A responsibility to be better

Environmental, social, and governance performance is now the defining reflection of ‘responsible’ behaviour from companies.

Environmental, Social, and Governance (ESG) has been around for a few decades now, but it has been gaining momentum in recent years.

It is believed that companies perform better when they are responsible and concerned about their surrounding environment.

And societal issues and maintain proper governance throughout the organization (Youmatter, 2019). 

Investors are also taking an interest in companies that are open and outspoken about their ESG practices.

It is well documented that companies with better ESG scores pay better to investors (Youmatter, 2019), therefore.

Attracting more investors and paying more in return which then works like a chain reaction

Another term associated with this concept is Sustainable and Responsible Investing (SRI).

This concept allows investors to combine both financial return and social well-being.

They make strategic investment decisions based on ESG factors that the companies have been regularly practicing (Palma-Ruiz, Apraiz, and Martínez, 2020).
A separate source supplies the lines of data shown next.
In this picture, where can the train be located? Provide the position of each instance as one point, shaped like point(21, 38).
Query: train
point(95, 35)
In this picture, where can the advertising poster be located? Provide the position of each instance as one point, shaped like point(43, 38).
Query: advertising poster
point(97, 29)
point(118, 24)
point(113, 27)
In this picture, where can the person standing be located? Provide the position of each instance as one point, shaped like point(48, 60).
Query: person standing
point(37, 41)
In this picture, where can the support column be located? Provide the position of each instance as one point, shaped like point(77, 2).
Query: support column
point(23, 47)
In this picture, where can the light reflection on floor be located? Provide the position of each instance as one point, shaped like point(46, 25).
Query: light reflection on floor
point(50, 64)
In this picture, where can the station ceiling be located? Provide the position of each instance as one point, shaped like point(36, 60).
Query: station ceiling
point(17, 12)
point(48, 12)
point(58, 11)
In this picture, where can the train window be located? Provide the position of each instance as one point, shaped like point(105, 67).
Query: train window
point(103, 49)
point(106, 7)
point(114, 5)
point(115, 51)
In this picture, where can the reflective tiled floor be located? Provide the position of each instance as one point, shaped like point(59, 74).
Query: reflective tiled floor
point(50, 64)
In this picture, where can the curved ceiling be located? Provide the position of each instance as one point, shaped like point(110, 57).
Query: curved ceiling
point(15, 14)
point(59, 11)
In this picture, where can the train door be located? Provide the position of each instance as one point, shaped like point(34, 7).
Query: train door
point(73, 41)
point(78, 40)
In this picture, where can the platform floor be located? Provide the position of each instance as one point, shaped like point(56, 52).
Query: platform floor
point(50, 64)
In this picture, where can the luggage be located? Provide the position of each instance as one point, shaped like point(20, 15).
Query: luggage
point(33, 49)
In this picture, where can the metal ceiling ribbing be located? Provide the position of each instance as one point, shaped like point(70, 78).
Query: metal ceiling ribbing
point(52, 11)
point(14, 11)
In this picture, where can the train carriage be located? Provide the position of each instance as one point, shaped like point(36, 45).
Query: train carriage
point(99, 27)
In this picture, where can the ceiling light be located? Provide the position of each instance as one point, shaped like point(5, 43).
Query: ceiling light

There are some ESG practices that an investor specifically looks for in the companies before considering them “responsible” and investing in them.

Environmental factors that indicate responsible behaviour are energy efficiency, renewable energies sourcing, waste disposal, clean water treatment, and deforestation activities.

Social factors to look for that companies focus on are diversity issues, working conditions, labour standards, employee law enforcement, and community engagement.

The last element is related to governance factors which are indicated by tax compliance, risk management, agency problem, and board structure. 

Corporate Social Responsibility or ESG disclosures have been voluntary in the past years.

In the US stock market, 83% of the registered companies disclose sustainability reports and responsible practices, of which most are considered voluntary (Christensen, Leuz, and Hail, 2021).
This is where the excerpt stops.